Por Irene López Assor. Directora de la Fundación Gestiona
15 de mayo, Día Internacional de la Familia
Creo que resulta conveniente y necesario hacer una reflexión acerca del papel fundamental que la institución de la familia juega en la educación de los hijos, algo que a menudo olvidamos los propios padres y madres. Lo olvidamos por ejemplo cada vez que nos sorprendemos a nosotros mismos reproduciendo discursos o actitudes de nuestros padres que juramos no repetir con nuestros hijos. Porque, ¿qué padre o madre no se ha reconocido alguna vez en comportamientos aprendidos de sus mayores de los que un día renegó? Y la sorpresa es mayúscula cuando de pronto la madre que creía la más dialogante y tolerante del mundo se encuentra soltándole a su hijo: “Mientras vivas bajo mi techo harás lo que yo te diga” y otras sentencias por el estilo. O cuando el padre que presume de moderno e igualitario en sus planteamientos sociales y de género en otras facetas de su vida, permanece callado mientras ve como al terminar de comer sus hijos varones vuelan hasta el sofá y el televisor mientras sus hijas recogen la mesa.
Ese tipo de situaciones que tanto nos desconciertan, porque nos hacen sentir que nos estamos traicionando a nosotros mismos, son la prueba palpable de que la herencia familiar tiene un peso enorme en nuestro desarrollo como individuos, mucho más del que podemos suponer. Una herencia que aflora de un modo muy evidente cuando estamos educando.
Pero ¿por qué es casi inevitable que a la hora de educar terminemos convirtiéndonos en una especie de reencarnación de nuestros padres? Básicamente porque esos comportamientos aprendidos de nuestros mayores constituyen ni más ni menos que nuestro modelo de referencia. Y es que la familia ha sido y sigue siendo la base del crecimiento y educación del niño. Lo que transmitimos como padres tiene un enorme calado en el menor, una herencia que se perpetuará hasta la edad adulta y que condicionará su autopercepción y su propia identidad. Hay que tener muy presente que esos ejemplos son una fuente primara y de plena confianza para el niño acerca de la realidad. Por ello, inevitablemente, los modelos vividos e interiorizados en casa serán los cimientos de los que el niño desarrollará cuando alcance la edad adulta.
¿Y qué sucede cuando nosotros mismos no nos sentimos satisfechos con esos comportamientos heredados? Cuando se producen contradicciones con el modelo, es necesario hacer un trabajo terapéutico intenso para tratar de encontrar ese otro modelo con el que nos sintamos más cómodos pero que, al mismo tiempo, nos permita reconciliarnos con el anterior, con el de nuestros padres.

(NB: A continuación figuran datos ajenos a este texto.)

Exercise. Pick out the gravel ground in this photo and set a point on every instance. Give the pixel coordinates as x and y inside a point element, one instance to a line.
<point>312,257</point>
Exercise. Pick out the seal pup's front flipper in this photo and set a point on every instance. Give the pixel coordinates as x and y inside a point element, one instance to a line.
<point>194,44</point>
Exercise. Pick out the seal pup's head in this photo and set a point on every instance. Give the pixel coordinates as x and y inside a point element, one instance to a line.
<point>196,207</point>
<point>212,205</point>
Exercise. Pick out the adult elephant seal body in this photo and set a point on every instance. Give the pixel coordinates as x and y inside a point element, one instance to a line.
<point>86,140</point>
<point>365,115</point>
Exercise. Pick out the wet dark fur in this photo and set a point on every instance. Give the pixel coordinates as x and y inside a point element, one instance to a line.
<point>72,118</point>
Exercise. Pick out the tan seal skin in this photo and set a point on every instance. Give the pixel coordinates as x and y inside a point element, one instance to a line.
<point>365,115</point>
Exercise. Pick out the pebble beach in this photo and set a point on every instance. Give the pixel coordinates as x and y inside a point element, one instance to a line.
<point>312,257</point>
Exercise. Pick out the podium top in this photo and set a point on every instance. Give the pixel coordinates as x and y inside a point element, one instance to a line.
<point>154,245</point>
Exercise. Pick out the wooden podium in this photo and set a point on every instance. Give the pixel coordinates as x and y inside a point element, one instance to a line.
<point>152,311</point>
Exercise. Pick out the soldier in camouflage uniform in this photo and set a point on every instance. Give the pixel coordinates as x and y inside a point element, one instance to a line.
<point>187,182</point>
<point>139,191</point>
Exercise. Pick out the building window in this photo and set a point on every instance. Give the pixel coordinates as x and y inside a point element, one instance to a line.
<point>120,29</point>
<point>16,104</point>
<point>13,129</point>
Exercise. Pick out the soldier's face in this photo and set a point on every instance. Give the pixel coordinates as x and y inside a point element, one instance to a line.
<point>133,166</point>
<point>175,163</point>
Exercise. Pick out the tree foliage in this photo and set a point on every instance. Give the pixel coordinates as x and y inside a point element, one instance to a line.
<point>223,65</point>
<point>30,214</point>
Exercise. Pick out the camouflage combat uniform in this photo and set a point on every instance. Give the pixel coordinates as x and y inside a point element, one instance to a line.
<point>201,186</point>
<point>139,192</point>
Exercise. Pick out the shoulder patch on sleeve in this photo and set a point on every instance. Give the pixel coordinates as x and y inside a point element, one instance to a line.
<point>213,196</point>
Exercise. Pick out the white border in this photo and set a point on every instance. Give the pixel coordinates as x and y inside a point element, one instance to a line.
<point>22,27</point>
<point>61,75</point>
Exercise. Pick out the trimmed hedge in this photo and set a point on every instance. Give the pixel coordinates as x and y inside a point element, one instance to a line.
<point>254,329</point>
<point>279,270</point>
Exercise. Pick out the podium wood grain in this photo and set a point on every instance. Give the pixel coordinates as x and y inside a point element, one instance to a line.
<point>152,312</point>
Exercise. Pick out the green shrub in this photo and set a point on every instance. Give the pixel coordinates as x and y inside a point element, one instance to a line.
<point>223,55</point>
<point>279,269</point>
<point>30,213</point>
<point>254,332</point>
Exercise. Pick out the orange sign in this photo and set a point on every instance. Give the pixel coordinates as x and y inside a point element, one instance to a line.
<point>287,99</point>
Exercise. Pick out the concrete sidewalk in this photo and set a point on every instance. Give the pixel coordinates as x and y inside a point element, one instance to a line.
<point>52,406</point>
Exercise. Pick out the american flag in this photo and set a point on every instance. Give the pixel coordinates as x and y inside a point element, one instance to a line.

Está demostrado que cuanta mayor ira y rechazo nos produzca el modelo aprendido, mayores posibilidades habrá que terminemos pareciéndonos a él con el paso del tiempo. Por el contrario, cuanta mayor sea el grado de aceptación e integración del modelo recibido, más libertad tendremos para generar el nuestro propio a partir de sus bases.
Así pues, los padres han de ser especialmente conscientes y cuidadosos con los mensajes y etiquetas que transmiten a sus hijos, ya que muchas de ellas permanecerán en ellos para toda la vida. Únicamente recurriendo a largos y complejos procesos terapéuticos se puede llegar a eliminar determinadas etiquetas negativas que el niño recibió de sus mayores y que quedan grabadas en su subconsciente.